第16話傭兵イワン(3)

 泣くイワンに、男性はポケットから白いハンカチを出して血が出ているイワンの額の傷口を抑えた。


「傷は浅いから、しばらくこれで様子を見よう」

「……うん」

「いいですよ、こんなガキに」


 父親はそう口にして、

「で、俺に用ってなんでしたかな?」

「私の顔をお忘れですか?」

 ハンカチをイワンに渡した男性は立ち上がった。


「あんたと俺が昔に会っているって? いつだったかな? もしかして昔の仕事仲間ですかい?」

「昔馴染みを一人、一人と探すために旅をしています」

「なぁんだ、仲間を集めて仕事をする計画ですかい。そりゃいいや。だったら、俺も仲間に入れてくださいな。人さらいに強盗、金さえもらえれば、なんだってしますぜ」


 にやにや笑ってイワンの父は、これからの犯罪を楽しむような顔つきになった。


「それほど罪を犯していたなら、私の顔など憶えているわけがないでしょうね」

「ん?」


「昔、ある屋敷で、強盗殺人がありました。主が留守のとき、妻と息子、使用人たちが殺されました。私は全財産を投げ打って、犯人たちを捜す旅に出たのです。長い年月をかけて一人、一人と復讐してきました。そして、やっと最後の一人を見つけました」


 そこまで言うと父親の顔が引きつった。


「お、おい、まさか、あんたは……」

「ええ、そうです。やっと見つけました。うちの屋敷で働いていた庭師を始末して、私の復讐の旅は終わります」


「グレゴリー……」

「やっと思い出したか」


「いや、あれは事情が有って」

「事情だと?」


「ああ、そうだ。グレゴリーさんよ、俺も生きるか死ぬかで、借金取りに脅されて、ちょっとだけ手伝っただけだ。俺はあんたの家族を殺していない。だから俺に復讐なんてしても意味がない」

「借金取りの連中を屋敷の中へ招いたことがちょっと手伝っただけだと? 自分が生き延びるために、あれだけ多くの人を殺すのがわかっていて奴らを屋敷に手引きしたことに責任がないと言っているのか?」


 グレゴリーは、イワンの父親の目をじっと見据えていた。


 長い沈黙の後、父親は口を開く。


「ああ、そうだ。俺には責任がない。夜中、奴らを屋敷に引き入れていただけだ」


 開き直ったような様子で父親がへらへら笑う。


「ところで、あんた、ここへ来るのを誰かに言ったか?」

「まさか、そんなことをするわけがないでしょう」


 それを聞いたイワンの父親はニヤリと笑みを浮かべて、隠し持っていたカマを持って、「昔のことをいつまでも引きずって、バカな野郎だぜ」と襲い掛かった。

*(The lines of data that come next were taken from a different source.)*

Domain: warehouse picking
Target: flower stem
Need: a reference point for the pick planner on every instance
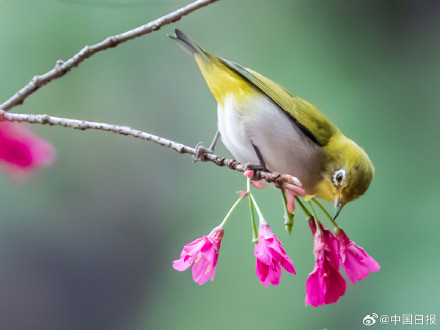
(325, 212)
(251, 207)
(288, 217)
(307, 212)
(231, 210)
(260, 215)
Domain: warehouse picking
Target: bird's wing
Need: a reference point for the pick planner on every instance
(305, 115)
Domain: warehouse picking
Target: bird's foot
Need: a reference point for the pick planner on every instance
(250, 169)
(201, 153)
(292, 187)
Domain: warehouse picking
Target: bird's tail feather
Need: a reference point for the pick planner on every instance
(187, 44)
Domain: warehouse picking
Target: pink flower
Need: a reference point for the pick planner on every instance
(202, 254)
(325, 284)
(270, 257)
(355, 261)
(21, 150)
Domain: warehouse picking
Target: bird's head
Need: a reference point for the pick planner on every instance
(347, 174)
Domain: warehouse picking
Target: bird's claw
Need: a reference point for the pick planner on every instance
(250, 169)
(201, 152)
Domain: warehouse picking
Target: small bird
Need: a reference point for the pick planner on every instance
(262, 123)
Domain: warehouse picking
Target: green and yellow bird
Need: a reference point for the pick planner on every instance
(261, 122)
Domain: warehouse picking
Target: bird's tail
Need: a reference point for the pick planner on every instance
(187, 44)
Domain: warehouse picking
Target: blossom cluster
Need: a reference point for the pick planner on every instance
(21, 151)
(325, 284)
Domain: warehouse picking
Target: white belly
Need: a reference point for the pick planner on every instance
(283, 146)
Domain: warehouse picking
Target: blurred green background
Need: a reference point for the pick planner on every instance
(88, 243)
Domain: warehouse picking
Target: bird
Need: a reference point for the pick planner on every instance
(261, 123)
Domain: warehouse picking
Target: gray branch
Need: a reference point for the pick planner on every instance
(62, 67)
(271, 177)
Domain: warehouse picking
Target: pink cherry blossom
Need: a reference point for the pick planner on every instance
(202, 254)
(355, 261)
(270, 257)
(325, 284)
(21, 150)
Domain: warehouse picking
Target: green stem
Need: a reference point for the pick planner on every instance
(325, 212)
(308, 214)
(231, 210)
(288, 216)
(251, 207)
(260, 215)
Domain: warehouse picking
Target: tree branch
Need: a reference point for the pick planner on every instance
(61, 67)
(271, 177)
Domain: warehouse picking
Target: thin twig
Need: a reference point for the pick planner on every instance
(44, 119)
(62, 67)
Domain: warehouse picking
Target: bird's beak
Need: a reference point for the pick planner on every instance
(338, 207)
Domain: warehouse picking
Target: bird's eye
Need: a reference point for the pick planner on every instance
(339, 177)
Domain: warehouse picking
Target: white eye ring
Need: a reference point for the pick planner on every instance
(339, 177)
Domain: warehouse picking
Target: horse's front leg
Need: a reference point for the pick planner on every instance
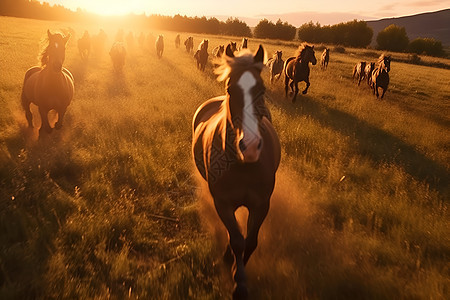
(256, 217)
(44, 120)
(61, 113)
(295, 91)
(237, 244)
(307, 86)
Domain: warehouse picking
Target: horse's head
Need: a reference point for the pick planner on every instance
(245, 100)
(385, 62)
(55, 53)
(307, 54)
(279, 54)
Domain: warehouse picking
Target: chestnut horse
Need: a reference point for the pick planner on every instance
(296, 69)
(380, 76)
(275, 65)
(49, 86)
(201, 55)
(237, 151)
(359, 71)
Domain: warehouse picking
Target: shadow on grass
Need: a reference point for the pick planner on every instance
(374, 143)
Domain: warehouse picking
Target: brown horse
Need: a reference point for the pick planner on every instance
(84, 45)
(368, 72)
(237, 151)
(296, 69)
(49, 86)
(275, 65)
(380, 76)
(358, 71)
(118, 54)
(325, 58)
(244, 44)
(159, 45)
(201, 55)
(189, 44)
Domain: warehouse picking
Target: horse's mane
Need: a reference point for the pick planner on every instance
(242, 61)
(301, 50)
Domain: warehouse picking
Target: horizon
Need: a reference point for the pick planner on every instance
(330, 13)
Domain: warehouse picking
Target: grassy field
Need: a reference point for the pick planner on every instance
(110, 206)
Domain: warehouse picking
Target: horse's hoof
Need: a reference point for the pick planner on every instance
(240, 292)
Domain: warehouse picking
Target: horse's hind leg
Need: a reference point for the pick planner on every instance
(237, 244)
(44, 119)
(26, 107)
(306, 89)
(255, 220)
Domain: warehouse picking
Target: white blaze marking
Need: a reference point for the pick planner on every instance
(249, 121)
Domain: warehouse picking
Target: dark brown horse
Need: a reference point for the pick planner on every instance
(49, 86)
(325, 58)
(380, 76)
(84, 45)
(201, 55)
(189, 44)
(296, 69)
(159, 45)
(237, 151)
(118, 55)
(244, 44)
(275, 65)
(359, 71)
(368, 72)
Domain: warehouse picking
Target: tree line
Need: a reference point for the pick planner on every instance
(352, 34)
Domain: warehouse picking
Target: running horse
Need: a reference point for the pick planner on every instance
(296, 69)
(380, 76)
(49, 86)
(275, 65)
(201, 55)
(237, 151)
(359, 71)
(325, 58)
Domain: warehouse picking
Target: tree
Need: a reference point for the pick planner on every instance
(393, 38)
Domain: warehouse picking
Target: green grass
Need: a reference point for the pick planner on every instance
(110, 206)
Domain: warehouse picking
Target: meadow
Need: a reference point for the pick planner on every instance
(110, 206)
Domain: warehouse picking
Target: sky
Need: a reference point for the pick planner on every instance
(295, 12)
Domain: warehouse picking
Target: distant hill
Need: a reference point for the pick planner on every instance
(427, 25)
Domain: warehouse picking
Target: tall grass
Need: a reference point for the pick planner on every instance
(109, 206)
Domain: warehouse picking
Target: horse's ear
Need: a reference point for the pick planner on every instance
(228, 51)
(259, 56)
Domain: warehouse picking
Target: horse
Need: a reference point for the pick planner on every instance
(358, 71)
(296, 69)
(49, 86)
(325, 58)
(99, 41)
(218, 51)
(380, 76)
(243, 44)
(368, 72)
(189, 44)
(177, 41)
(233, 46)
(118, 54)
(159, 45)
(201, 55)
(236, 150)
(275, 65)
(84, 45)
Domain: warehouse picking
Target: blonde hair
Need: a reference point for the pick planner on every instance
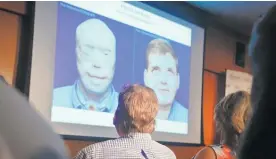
(232, 114)
(137, 109)
(162, 47)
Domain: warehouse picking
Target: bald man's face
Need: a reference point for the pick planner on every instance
(96, 57)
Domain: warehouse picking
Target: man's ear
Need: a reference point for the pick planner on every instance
(178, 81)
(146, 77)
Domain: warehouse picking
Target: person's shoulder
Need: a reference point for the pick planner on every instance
(166, 152)
(206, 153)
(90, 151)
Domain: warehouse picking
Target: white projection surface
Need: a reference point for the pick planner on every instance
(84, 52)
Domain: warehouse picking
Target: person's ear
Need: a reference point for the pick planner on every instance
(178, 81)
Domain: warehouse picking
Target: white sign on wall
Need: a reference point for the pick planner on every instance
(237, 81)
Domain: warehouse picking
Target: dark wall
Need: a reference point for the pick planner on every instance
(219, 55)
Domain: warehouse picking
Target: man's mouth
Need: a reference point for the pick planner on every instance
(164, 90)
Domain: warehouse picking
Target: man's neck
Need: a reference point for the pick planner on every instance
(92, 96)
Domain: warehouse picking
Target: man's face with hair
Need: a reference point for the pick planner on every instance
(96, 59)
(162, 76)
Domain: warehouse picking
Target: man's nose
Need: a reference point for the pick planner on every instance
(95, 65)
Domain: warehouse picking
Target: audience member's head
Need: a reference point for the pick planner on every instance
(259, 138)
(96, 55)
(137, 109)
(231, 115)
(161, 72)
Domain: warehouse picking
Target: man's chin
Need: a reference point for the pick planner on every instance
(98, 90)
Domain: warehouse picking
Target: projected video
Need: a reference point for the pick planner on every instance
(99, 52)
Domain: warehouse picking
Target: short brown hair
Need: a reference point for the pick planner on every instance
(232, 113)
(137, 109)
(160, 46)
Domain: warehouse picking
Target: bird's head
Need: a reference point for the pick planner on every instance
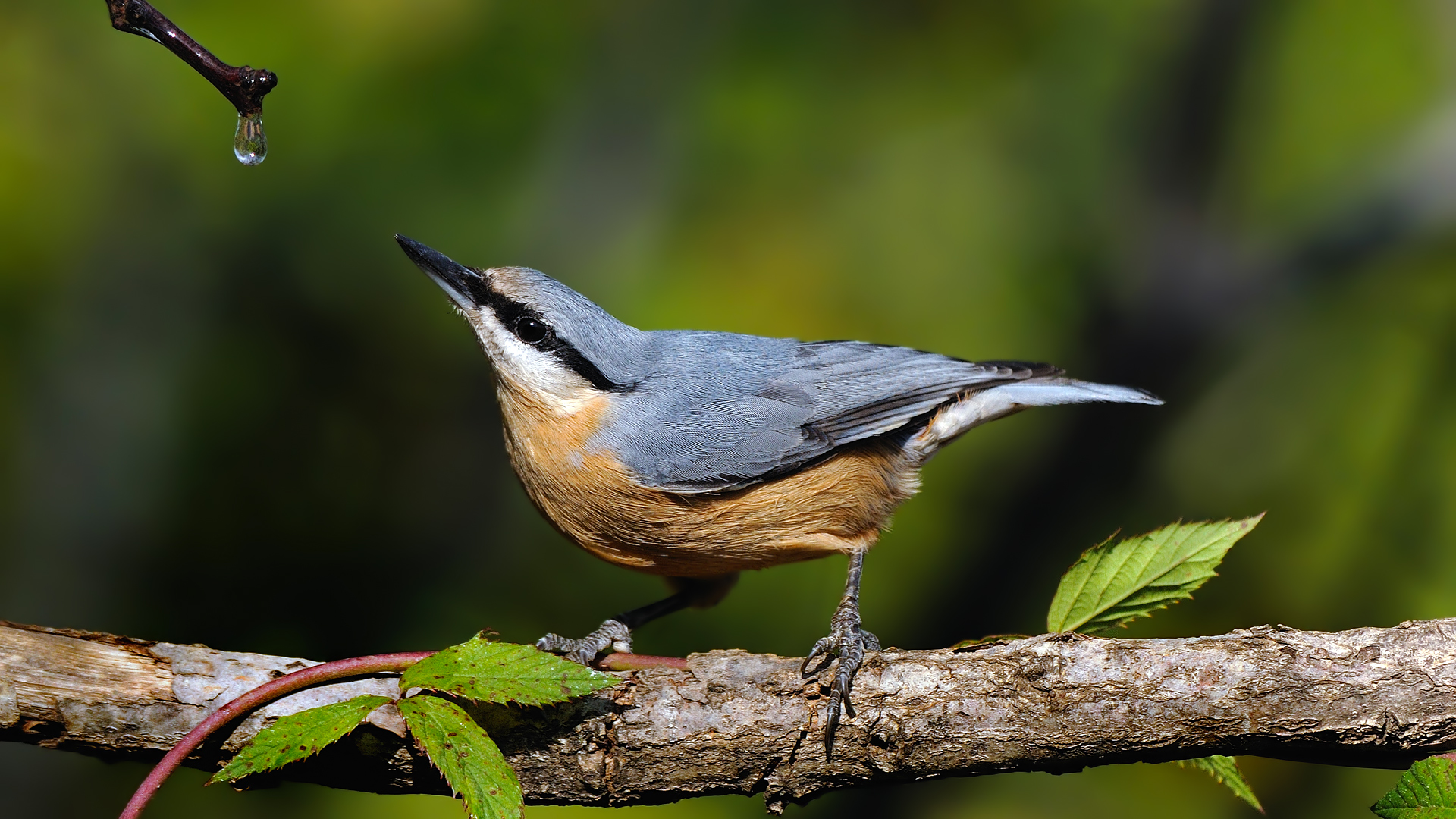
(542, 337)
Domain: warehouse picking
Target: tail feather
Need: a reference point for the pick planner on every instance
(999, 401)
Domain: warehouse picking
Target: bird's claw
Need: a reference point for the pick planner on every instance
(848, 642)
(612, 635)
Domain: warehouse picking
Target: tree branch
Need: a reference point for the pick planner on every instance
(747, 723)
(243, 86)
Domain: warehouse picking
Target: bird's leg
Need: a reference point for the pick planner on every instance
(848, 642)
(617, 632)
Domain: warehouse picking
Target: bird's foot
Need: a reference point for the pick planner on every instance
(613, 635)
(848, 642)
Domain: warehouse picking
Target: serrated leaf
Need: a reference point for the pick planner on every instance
(1114, 583)
(297, 736)
(504, 672)
(468, 758)
(1427, 790)
(1225, 770)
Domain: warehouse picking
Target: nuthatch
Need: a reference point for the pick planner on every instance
(696, 455)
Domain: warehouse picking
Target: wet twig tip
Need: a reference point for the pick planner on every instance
(243, 86)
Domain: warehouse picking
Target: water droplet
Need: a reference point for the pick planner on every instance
(249, 143)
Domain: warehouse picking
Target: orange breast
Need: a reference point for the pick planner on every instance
(836, 506)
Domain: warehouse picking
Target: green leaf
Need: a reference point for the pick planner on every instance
(1426, 792)
(1114, 583)
(472, 764)
(297, 736)
(1226, 771)
(504, 672)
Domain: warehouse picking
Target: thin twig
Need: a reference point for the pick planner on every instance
(243, 86)
(264, 694)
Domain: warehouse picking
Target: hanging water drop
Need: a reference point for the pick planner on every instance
(249, 143)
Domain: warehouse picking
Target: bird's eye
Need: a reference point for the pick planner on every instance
(532, 331)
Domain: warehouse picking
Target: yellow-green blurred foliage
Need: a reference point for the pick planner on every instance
(228, 403)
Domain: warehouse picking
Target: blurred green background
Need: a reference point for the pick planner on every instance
(231, 410)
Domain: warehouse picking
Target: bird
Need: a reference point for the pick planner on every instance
(696, 455)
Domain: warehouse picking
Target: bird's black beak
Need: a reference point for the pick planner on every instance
(465, 286)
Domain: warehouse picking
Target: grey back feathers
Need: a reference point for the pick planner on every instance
(715, 411)
(701, 411)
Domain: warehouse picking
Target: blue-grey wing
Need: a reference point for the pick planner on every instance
(727, 411)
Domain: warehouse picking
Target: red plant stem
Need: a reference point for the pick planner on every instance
(267, 692)
(638, 662)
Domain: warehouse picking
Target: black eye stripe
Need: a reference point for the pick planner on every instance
(533, 331)
(514, 315)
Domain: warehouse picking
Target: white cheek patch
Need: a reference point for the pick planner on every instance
(535, 372)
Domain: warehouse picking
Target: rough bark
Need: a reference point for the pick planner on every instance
(748, 723)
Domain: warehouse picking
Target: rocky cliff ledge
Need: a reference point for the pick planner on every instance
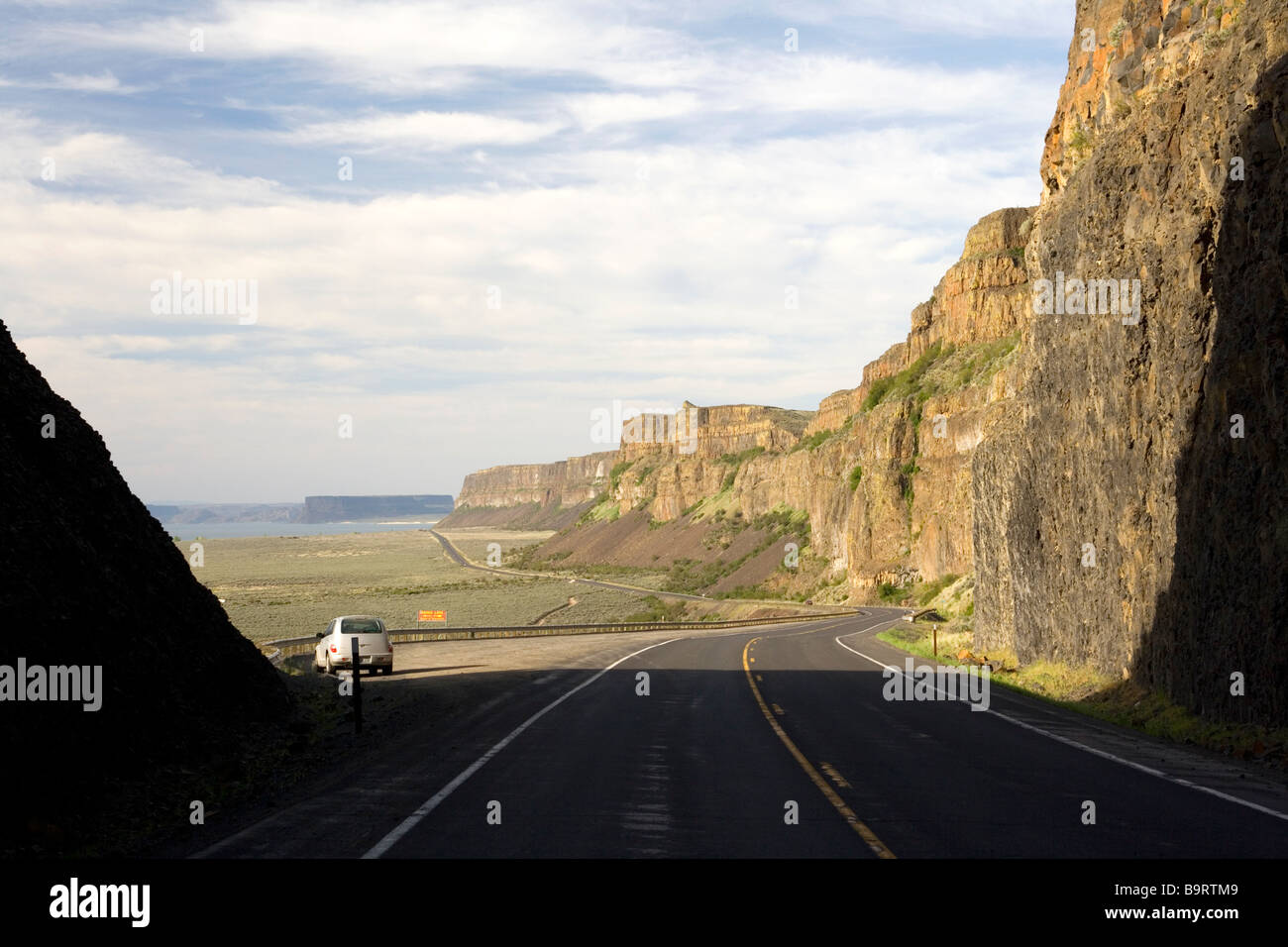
(1089, 411)
(881, 471)
(1129, 500)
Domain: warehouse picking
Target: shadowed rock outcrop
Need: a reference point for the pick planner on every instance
(90, 579)
(1119, 521)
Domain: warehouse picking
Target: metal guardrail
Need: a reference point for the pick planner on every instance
(287, 647)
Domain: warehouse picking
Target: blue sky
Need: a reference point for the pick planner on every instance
(553, 208)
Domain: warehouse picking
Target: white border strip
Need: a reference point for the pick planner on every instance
(436, 800)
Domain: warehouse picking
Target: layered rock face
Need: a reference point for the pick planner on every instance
(1129, 500)
(887, 484)
(334, 509)
(540, 496)
(91, 579)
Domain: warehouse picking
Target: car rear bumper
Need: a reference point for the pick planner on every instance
(364, 661)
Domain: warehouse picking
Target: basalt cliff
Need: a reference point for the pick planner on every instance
(1086, 415)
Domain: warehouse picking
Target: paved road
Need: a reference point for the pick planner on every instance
(741, 729)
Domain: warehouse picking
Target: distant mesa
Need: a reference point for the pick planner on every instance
(334, 509)
(314, 509)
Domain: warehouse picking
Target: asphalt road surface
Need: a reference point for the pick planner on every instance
(776, 741)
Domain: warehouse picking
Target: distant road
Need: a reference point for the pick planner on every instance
(778, 741)
(462, 561)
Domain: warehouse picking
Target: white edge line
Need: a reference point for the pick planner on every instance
(433, 801)
(1093, 750)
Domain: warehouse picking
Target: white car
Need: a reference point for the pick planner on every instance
(335, 648)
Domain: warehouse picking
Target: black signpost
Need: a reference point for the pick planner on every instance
(357, 688)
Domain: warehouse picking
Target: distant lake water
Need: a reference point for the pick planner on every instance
(214, 531)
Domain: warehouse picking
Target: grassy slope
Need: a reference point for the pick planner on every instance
(291, 586)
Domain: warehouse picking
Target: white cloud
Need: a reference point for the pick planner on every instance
(421, 132)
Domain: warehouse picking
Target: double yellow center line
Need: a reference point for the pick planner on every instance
(837, 802)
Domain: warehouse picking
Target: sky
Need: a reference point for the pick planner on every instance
(275, 249)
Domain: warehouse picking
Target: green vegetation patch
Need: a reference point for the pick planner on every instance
(812, 441)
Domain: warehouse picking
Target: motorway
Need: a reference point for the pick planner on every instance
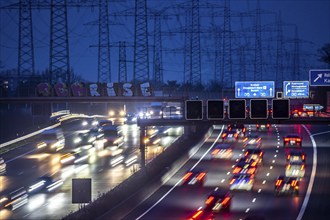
(25, 164)
(173, 201)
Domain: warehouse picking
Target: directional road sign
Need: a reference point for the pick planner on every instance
(296, 89)
(319, 77)
(254, 89)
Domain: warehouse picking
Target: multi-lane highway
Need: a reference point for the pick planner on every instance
(25, 164)
(174, 201)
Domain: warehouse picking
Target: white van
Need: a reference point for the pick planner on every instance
(51, 140)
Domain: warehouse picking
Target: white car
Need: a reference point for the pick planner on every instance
(242, 182)
(2, 165)
(295, 169)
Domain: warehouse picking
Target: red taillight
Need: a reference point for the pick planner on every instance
(236, 170)
(251, 170)
(278, 182)
(225, 201)
(187, 175)
(197, 214)
(209, 200)
(232, 181)
(216, 151)
(200, 176)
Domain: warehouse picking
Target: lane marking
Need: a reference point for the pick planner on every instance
(173, 187)
(325, 132)
(311, 180)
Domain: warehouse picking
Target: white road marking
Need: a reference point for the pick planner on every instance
(311, 180)
(173, 187)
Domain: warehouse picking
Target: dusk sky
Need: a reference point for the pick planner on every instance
(312, 18)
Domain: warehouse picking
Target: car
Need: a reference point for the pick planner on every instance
(292, 140)
(194, 177)
(245, 165)
(2, 166)
(252, 142)
(295, 155)
(13, 199)
(295, 169)
(229, 135)
(217, 201)
(222, 151)
(201, 214)
(262, 126)
(242, 182)
(239, 128)
(255, 154)
(286, 185)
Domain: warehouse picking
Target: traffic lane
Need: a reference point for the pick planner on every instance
(58, 204)
(318, 205)
(242, 203)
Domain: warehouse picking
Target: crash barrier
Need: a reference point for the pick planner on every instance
(126, 196)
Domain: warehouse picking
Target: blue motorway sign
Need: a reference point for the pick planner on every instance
(254, 89)
(296, 89)
(319, 77)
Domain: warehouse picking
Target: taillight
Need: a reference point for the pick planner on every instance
(251, 170)
(236, 170)
(200, 176)
(187, 175)
(197, 214)
(216, 151)
(225, 201)
(209, 200)
(278, 182)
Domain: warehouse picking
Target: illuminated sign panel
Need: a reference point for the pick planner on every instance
(319, 77)
(296, 89)
(254, 89)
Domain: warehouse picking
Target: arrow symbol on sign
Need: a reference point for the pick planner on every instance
(319, 76)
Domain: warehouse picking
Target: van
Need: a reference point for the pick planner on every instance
(52, 140)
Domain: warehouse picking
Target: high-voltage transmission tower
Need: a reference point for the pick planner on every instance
(25, 40)
(104, 67)
(192, 55)
(279, 52)
(258, 47)
(158, 58)
(227, 79)
(141, 53)
(59, 65)
(122, 70)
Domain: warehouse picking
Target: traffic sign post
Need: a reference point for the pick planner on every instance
(319, 77)
(258, 108)
(296, 89)
(254, 89)
(237, 109)
(215, 109)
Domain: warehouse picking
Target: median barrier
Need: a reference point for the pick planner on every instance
(123, 198)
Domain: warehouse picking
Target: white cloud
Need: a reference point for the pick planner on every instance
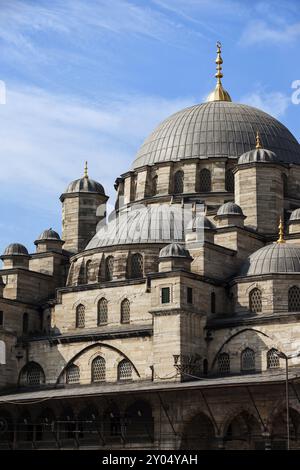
(260, 31)
(274, 103)
(46, 138)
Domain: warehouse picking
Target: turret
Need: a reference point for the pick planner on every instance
(83, 207)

 だが、立ち上がった瞬間、力が抜けたようにひざから暮れ落ちた。


「力が入らねぇ……。グレゴリー、酒に何か入れやがったな」


 カマを杖代わりにしながら、立ち上がろうとする男に、グレゴリーは何も言わず、羽織っていた旅人のコートを放り投げた。


「くそ、前が見えねぇ」


 パニックを起こし、コートを頭にかぶさったままの父親に、グレゴリーは剣を抜いた。


「うぐ」


 先ほどイワンの父が投げ捨てたタンポポの花の横に父親は倒れ込む。


 イワンは、今度は自分の番だと感じていた。グレゴリーという名を知られたからには、自分を生かせておくはずがない。自分も父親のように殺されるのだと、イワンは小さく身体を抱え込み、怯えた。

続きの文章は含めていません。